Os indicadores do PIB, da produção fabril e do emprego industrial continuaram piorando 2015, enquanto a inflação se manteve em alta. O indicador de conjuntura do Banco Central mostrou um nível de atividade, no primeiro semestre, 2,49% inferior ao de janeiro a junho de 2014. O desemprego nas seis maiores áreas metropolitanas chegou em julho a 7,5% da força de trabalho e, segundo todos os indícios, ainda aumentará nos próximos meses. Mas o índice oficial mais amplo, baseado em números de 3.500 municípios, já havia chegado a 8,1% no trimestre de março a maio. Também este indicador é pior que os da maioria dos países desenvolvidos e de boa parte dos emergentes. Além disso, o alegre bloco da gastança, dos mimos financeiros e fiscais a grupos selecionados, do protecionismo comercial e da tolerância à alta de preços conseguiu promover a rara coexistência da recessão, do desemprego e da inflação muito acima dos níveis observados no mundo rico e entre os países emergentes.
Não se pode atribuir o desastre deste ano a um ajuste fiscal apenas ensaiado e logo entravado pela resistência política. O Brasil paga ainda a conta da esbórnia e da alegre incompetência do mandato anterior. Este deveria ser o tempo do reencontro com a seriedade, mas isso dependeria da sensatez, da convicção e da firmeza política da presidente.
Sem esses predicados, incapaz de preservar até o apoio dos companheiros de partido, acuada pela crise política e pressionada pelo avanço da Operação Lava Jato, a presidente acabou delegando a ação política ao vice Michel Temer e a vários ministros.
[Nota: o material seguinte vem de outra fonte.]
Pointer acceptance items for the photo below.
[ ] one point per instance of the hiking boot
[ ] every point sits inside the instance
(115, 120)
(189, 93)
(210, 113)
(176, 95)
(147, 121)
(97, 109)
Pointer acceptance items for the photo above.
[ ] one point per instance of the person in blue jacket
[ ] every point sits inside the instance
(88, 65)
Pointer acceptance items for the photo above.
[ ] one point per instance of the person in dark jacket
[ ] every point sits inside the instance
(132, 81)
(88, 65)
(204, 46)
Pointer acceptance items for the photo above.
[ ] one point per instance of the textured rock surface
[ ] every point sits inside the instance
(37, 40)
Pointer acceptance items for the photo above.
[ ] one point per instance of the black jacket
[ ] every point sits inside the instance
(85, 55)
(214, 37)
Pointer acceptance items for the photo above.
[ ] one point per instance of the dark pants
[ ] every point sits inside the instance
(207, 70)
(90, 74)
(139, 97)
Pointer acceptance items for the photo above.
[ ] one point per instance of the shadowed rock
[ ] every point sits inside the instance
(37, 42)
Parte do trabalho sobrou para o ministro da Fazenda, pouco preparado para negociar com parlamentares hostis, essencialmente fisiológicos e obviamente dispostos a lucrar com cada fraqueza do Executivo.
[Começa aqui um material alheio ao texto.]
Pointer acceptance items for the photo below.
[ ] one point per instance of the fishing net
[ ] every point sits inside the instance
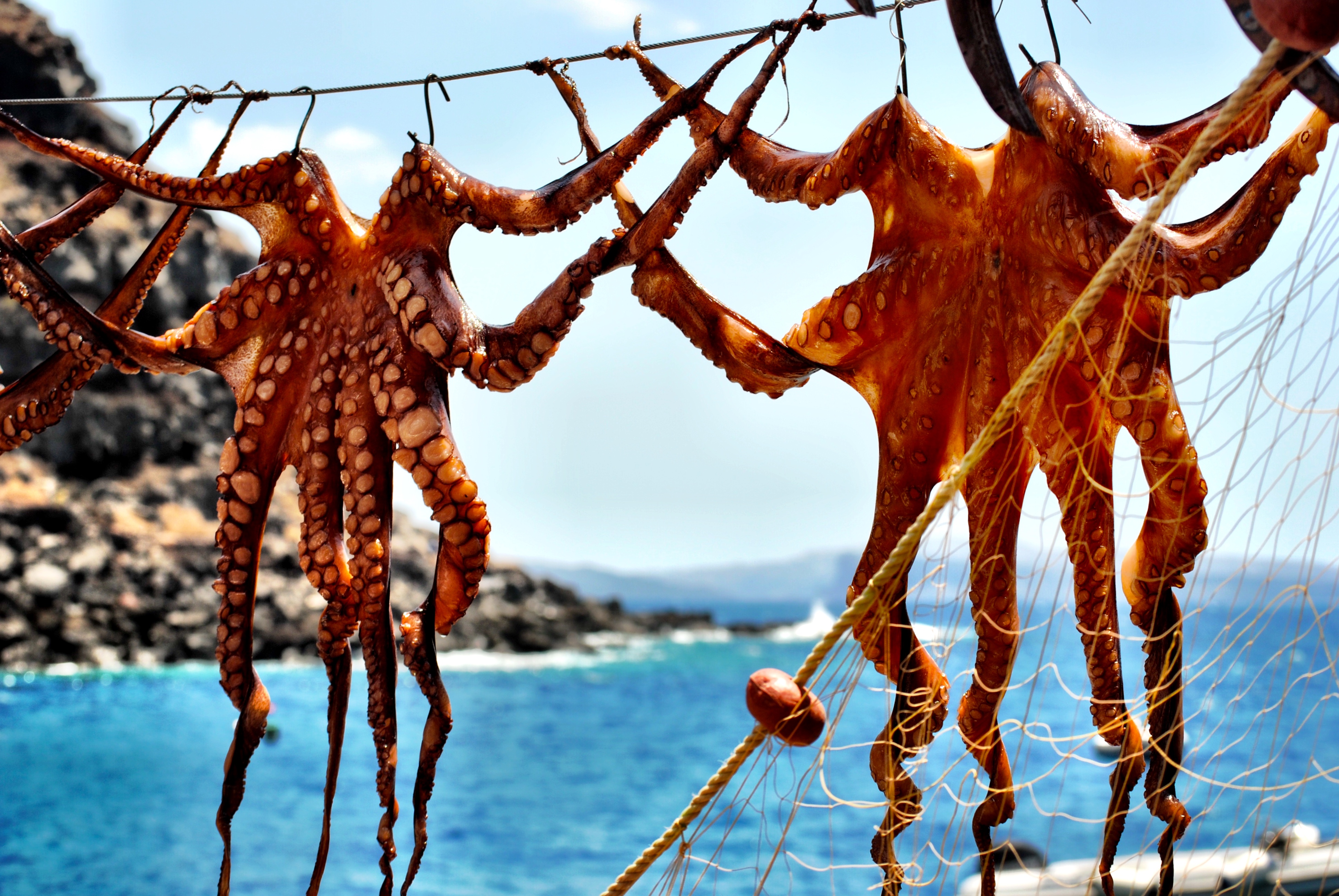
(1260, 394)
Todas as medidas de ajuste votadas até agora em alguma Casa do Congresso foram desfiguradas. O reforço de receita buscado com a redução ou eliminação de benefícios fiscais foi muito reduzido. Enquanto isso, a insegurança crescente de consumidores e empresários agravou a recessão. Resultado: a arrecadação federal de janeiro a julho, R$ 712,07 bilhões, foi 2,91% inferior à de um ano antes, descontada a inflação, e a mais baixa em cinco anos. Há várias semanas o governo reduziu de 1,1% para apenas 0,15% do PIB a meta de superávit primário deste ano. Mas até esse modesto resultado é agora considerado muito incerto.
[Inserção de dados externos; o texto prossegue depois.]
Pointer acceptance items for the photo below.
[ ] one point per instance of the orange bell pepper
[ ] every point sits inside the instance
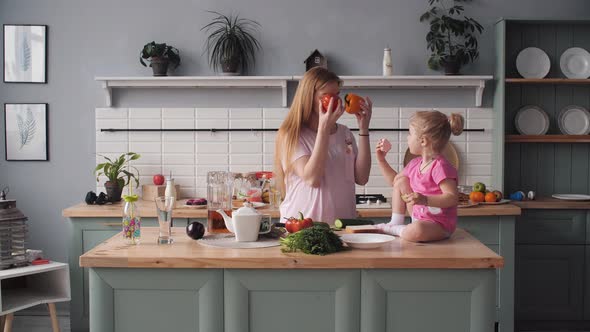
(352, 103)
Políticas de ajuste, sempre penosas, só funcionam quando sustentadas por um chefe de governo sério, firme e politicamente respeitado. Só dão resultado quando seguem um roteiro bem determinado, com poucos desvios. Nenhuma dessas condições ocorre hoje no Brasil. Já nem se trata de decidir se a política proposta pelo ministro Levy, o Teodoro Madureira desta história, é a mais correta. Antes disso é preciso saber se haverá alguma política e se o encarregado de conduzi-la será o farmacêutico metódico e prosaico – ou se o fantasma de Vadinho continuará presente. Dona Flor será capaz de responder?